Seafood industry braces for losses of jobs, fish due to anti-Russia sanctions

Seafood industry braces for losses of jobs, fish due to anti-Russia sanctions

The worldwide seafood industry is steeling itself for price hikes, supply disruptions and potential job losses as new rounds of economic sanctions on Russia make key species such as cod and crab harder to come by.

The latest round of U.S. attempts to punish Russia includes bans on imports of seafood, alcohol and diamonds. The U.S. is also stripping “most favored nation status” from Russia. Nations around the world are taking similar steps.

Russia is one of the largest producers of seafood in the world, and was the fifth-largest producer of wild-caught fish, according to a 2020 report by the Food and Agriculture Organization of the United Nations. Russia is not one of the biggest exporters of seafood to the U.S., but it's a world leader in exports of cod (the preference for fish and chips in the U.S.). It's also a major supplier of crabs and Alaska pollock, widely used in fast-food sandwiches and processed products like fish sticks.

The impact is likely to be felt globally, as well as in places with working waterfronts.
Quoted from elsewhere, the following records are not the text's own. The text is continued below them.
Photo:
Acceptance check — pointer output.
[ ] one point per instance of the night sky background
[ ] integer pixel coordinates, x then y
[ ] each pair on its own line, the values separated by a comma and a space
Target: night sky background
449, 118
One of those is Maine, where more than $50 million in seafood products from Russia passed through Portland in 2021, according to federal statistics.

Russia exported more than 12.7 million kilograms of cod to the U.S. from Jan. 1, 2020, to Jan. 31, 2022, according to census data.

The European Union and United Kingdom are both deeply dependent on Russian seafood. And prices of seafood are already spiking in Japan, a major seafood consumer that is limiting its trade with Russia.

In the U.K., where fish and chips are a cultural marker, shop owners and consumers alike are bracing for price surges. British fish and chip shops were already facing a squeeze because of soaring energy costs and rising food prices.

In mid-March, the U.K. slapped a 35% tariff hike on Russian whitefish, including chip-shop staples cod and haddock.